When new information emerges after initial research:

  1. Read the previous output from ~/research/<topic>/output.md
  2. Identify what's changed or what new information is available
  3. Run targeted Phase 2 investigation on the delta
  4. Revise the document (don't start from scratch)

Research Chains

Some topics naturally lead to follow-up questions:

  1. After delivering output, explicitly note "This research suggests the following follow-up investigations: ..."
  2. The human can trigger any of these as new research tasks
  3. Link related research documents together via references

Oracle Quick Reference

source ~/.nvm/nvm.sh && nvm use 22

# --- BROWSER MODE (default — uses ChatGPT Pro subscription, free) ---

# 1. Ensure bridge is running (see skills/oracle-bridge/SKILL.md)
curl -s http://localhost:9222/json/version | grep -q Chrome || {
  echo "Start bridge first!"
  echo "source ~/camoufox-env/bin/activate"
  echo "python3 ~/.openclaw/workspace/research/oracle-bridge-v3.py --cookies ~/.oracle/chatgpt-cookies.json &"
}

# 2. Run queries
ORACLE_REUSE_TAB=1 oracle --engine browser \
  --remote-chrome localhost:9222 \
  -p "Your prompt" --file path/to/context.md \
  --model gpt-5.2-pro --wait

# --- API MODE (fallback — costs per query, needs user approval) ---

# Standard reasoning
oracle --engine api -p "Your prompt" --file context.md --model gpt-5.2-pro

# Deep research (web survey with citations — needs approval for API cost)
oracle --engine api -p "Research [topic] comprehensively" --model o4-mini-deep-research
oracle --engine api -p "Research [topic] comprehensively" --model o3-deep-research

# Dry run (preview without spending tokens)
oracle --dry-run summary -p "Your prompt" --file context.md

Browser mode: Requires oracle-bridge running + valid session token at ~/.oracle/chatgpt-cookies.json.
API mode: Requires OPENAI_API_KEY (set in ~/.bashrc). Only use as explicit fallback with user approval.

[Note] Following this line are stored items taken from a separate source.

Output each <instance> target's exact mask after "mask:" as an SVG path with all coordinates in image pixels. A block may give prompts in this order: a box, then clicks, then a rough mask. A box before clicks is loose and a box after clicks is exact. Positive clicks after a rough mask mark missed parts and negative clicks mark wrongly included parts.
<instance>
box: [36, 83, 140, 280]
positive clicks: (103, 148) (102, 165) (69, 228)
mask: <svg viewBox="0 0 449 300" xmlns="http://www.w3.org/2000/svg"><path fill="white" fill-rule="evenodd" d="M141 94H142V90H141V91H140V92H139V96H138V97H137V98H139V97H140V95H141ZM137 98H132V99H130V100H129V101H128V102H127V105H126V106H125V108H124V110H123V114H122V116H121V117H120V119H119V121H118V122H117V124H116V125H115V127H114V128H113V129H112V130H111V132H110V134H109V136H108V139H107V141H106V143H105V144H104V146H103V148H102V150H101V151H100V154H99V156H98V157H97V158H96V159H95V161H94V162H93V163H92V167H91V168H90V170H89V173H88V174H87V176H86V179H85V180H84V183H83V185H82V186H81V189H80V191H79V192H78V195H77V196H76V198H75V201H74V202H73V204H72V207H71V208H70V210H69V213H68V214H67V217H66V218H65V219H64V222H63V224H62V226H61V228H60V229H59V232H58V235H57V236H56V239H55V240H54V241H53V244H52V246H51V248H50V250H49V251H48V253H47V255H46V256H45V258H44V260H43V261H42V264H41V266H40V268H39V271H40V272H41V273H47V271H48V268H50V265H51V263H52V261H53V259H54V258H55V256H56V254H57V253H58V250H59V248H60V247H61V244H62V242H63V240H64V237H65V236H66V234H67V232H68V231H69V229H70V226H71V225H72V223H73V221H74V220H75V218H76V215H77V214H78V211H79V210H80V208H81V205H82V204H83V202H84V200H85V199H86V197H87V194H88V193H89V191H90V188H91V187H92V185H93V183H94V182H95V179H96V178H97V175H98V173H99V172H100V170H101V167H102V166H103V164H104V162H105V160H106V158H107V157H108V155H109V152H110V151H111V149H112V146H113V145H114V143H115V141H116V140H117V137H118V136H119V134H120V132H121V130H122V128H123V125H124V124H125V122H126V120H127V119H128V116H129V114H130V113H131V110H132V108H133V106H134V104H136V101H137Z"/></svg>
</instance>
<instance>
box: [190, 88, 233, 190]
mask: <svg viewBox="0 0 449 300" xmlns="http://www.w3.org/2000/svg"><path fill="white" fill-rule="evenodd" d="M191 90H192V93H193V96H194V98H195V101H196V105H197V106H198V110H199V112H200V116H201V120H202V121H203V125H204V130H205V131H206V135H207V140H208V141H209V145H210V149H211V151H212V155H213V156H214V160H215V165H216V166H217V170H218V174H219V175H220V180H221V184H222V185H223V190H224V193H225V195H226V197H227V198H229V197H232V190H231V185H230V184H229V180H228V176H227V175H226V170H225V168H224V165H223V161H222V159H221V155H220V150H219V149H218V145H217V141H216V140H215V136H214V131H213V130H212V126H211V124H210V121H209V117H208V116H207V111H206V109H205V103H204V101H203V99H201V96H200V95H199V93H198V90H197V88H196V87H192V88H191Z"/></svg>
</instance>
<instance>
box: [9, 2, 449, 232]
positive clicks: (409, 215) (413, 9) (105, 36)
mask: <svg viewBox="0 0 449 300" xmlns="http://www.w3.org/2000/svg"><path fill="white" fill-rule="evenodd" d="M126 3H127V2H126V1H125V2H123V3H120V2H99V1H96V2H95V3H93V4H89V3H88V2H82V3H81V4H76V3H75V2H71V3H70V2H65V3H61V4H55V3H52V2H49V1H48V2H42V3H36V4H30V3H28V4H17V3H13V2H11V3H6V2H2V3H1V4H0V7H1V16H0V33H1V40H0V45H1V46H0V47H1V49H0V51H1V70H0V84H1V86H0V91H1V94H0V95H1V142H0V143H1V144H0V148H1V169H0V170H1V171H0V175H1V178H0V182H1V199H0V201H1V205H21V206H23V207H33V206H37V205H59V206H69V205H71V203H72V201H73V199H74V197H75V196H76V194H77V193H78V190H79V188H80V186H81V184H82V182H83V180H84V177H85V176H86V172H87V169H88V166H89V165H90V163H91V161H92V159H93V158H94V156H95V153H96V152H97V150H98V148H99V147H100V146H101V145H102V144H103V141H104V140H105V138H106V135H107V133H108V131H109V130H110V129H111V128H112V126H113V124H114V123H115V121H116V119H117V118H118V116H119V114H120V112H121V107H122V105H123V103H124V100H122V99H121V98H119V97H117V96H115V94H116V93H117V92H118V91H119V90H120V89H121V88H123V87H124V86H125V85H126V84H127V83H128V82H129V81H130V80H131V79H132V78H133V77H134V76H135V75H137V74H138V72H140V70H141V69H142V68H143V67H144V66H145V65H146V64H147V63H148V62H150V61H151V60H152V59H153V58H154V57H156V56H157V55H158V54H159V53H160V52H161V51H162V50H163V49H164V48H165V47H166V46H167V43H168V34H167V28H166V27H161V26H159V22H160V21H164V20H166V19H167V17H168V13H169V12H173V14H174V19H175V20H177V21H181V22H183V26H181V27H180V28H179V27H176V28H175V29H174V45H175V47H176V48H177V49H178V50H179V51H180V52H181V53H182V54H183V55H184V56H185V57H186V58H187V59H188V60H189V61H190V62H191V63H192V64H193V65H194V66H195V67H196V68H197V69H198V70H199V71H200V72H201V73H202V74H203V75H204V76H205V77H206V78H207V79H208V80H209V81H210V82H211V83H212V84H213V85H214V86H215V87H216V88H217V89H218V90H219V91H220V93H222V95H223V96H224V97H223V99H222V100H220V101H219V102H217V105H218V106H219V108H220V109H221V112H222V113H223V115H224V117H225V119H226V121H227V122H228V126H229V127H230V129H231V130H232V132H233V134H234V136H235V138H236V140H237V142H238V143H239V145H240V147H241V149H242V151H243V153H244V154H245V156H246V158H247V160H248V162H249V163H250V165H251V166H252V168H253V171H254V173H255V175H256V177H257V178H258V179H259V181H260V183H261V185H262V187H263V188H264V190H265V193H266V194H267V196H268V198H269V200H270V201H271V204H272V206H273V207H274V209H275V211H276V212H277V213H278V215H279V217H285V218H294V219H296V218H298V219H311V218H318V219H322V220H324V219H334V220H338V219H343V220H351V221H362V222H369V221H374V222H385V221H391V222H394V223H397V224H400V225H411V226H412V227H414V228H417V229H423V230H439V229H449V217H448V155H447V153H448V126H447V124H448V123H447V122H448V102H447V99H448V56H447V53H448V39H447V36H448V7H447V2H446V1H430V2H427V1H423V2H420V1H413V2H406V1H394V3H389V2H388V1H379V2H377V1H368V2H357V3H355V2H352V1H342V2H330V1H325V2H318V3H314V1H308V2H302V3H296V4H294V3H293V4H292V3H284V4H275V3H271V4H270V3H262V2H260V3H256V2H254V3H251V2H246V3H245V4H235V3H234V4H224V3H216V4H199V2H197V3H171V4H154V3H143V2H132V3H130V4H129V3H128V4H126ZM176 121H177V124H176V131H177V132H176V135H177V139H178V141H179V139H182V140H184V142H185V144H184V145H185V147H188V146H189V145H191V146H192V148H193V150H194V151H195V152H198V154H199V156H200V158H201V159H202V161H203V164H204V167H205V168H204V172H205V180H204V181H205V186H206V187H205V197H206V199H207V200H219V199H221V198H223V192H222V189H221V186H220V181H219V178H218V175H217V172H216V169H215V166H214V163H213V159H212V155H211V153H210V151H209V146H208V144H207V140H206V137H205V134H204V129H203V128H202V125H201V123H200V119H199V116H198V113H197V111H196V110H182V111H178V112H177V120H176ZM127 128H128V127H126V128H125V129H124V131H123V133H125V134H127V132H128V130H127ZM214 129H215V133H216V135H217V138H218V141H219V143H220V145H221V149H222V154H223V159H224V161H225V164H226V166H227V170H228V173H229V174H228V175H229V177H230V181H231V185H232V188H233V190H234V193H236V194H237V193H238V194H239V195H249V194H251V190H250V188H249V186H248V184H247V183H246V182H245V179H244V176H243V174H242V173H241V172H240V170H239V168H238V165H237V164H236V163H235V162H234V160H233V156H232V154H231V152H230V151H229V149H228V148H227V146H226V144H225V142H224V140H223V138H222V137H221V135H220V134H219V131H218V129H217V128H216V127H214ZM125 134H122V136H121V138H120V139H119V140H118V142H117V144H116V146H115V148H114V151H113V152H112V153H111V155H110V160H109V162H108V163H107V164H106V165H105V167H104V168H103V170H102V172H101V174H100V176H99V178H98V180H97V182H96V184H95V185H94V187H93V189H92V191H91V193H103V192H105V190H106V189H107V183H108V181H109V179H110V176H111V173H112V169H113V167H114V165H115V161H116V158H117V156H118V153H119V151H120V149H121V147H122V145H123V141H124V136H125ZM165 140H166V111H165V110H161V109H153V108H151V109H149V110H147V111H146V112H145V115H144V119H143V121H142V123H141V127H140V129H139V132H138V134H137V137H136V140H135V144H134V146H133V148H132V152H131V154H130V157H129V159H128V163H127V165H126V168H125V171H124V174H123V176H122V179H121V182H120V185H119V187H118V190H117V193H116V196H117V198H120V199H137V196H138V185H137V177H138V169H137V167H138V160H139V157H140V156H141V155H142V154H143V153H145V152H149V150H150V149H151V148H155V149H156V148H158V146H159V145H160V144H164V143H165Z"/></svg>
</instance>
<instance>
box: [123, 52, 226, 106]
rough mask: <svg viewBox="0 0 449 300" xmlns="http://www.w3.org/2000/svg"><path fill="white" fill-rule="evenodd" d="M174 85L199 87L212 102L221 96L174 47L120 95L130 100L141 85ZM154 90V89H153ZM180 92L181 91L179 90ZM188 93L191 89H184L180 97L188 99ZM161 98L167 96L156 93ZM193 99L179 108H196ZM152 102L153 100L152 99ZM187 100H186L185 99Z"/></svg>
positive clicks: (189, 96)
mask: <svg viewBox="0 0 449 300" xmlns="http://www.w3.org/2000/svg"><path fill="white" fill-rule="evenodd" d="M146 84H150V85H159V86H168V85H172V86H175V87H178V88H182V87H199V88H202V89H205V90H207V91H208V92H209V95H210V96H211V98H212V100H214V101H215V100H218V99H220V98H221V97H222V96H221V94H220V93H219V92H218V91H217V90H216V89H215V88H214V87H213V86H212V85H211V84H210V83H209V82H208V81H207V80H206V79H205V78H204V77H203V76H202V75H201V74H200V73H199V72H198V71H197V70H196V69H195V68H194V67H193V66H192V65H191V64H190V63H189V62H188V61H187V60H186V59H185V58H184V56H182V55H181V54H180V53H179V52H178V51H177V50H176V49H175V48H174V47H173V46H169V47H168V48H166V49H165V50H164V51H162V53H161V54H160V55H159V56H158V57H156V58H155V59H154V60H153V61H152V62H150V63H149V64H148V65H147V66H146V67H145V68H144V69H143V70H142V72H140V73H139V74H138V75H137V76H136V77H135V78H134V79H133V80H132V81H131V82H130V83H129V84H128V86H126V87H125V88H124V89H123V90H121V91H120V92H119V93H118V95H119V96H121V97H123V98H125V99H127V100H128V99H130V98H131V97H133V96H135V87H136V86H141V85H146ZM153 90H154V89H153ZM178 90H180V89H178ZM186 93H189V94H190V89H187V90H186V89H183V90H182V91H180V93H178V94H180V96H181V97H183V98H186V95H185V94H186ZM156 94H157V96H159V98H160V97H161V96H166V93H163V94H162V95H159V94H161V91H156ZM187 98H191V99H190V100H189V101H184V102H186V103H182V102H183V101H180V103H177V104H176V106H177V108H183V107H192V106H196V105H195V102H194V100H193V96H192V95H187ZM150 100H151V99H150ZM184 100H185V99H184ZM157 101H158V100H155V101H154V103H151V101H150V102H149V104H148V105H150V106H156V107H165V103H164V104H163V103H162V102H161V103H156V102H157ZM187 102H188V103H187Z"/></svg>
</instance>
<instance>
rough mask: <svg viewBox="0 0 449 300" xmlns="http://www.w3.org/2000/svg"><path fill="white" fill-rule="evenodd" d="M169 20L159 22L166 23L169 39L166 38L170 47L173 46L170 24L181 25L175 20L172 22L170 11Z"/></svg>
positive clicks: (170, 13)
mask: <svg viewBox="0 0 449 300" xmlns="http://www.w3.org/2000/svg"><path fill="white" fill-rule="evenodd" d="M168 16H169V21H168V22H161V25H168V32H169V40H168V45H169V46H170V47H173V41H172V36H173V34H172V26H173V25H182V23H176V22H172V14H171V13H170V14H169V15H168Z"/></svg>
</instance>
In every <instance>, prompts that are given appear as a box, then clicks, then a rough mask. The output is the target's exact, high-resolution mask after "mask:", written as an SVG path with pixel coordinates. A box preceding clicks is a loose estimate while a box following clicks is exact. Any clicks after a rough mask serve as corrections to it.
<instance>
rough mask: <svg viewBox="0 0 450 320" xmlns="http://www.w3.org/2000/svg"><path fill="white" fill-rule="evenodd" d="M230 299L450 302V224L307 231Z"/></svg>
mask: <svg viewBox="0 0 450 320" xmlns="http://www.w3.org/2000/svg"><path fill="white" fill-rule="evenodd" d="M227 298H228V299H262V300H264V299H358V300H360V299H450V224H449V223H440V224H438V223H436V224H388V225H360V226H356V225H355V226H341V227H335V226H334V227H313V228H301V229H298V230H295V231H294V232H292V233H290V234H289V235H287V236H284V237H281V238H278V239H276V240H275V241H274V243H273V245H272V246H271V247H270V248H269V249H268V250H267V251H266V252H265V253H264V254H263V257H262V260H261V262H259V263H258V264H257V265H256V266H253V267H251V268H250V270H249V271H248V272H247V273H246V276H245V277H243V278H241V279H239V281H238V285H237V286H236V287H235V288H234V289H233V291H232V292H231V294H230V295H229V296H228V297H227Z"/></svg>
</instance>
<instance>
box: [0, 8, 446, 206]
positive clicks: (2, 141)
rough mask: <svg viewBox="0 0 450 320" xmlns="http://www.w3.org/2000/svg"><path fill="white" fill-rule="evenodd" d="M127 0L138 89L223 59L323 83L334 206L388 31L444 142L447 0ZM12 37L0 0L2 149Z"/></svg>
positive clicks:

See skills/oracle-bridge/SKILL.md for full bridge setup, troubleshooting, and token refresh.


Notes

  • Always create ~/research/<topic-slug>/ for each research task — keeps outputs organized and referenceable
  • Save intermediate findings — if a session crashes, you don't lose work
  • Time-box phases — if Phase 2 is taking >30 min, wrap up what you have and move to synthesis
  • Human in the loop — Phase 0 (scoping) is mandatory. Don't skip it, even for "obvious" topics
  • Classify before routing — the Research Type Classification section is the key improvement. Use it.
  • Quality > Speed — this skill is designed for depth, not quick answers. Take the time needed.
  • ChatGPT Deep Research — suggest it for major web surveys when the human is available. It's the most powerful option and free with Pro sub.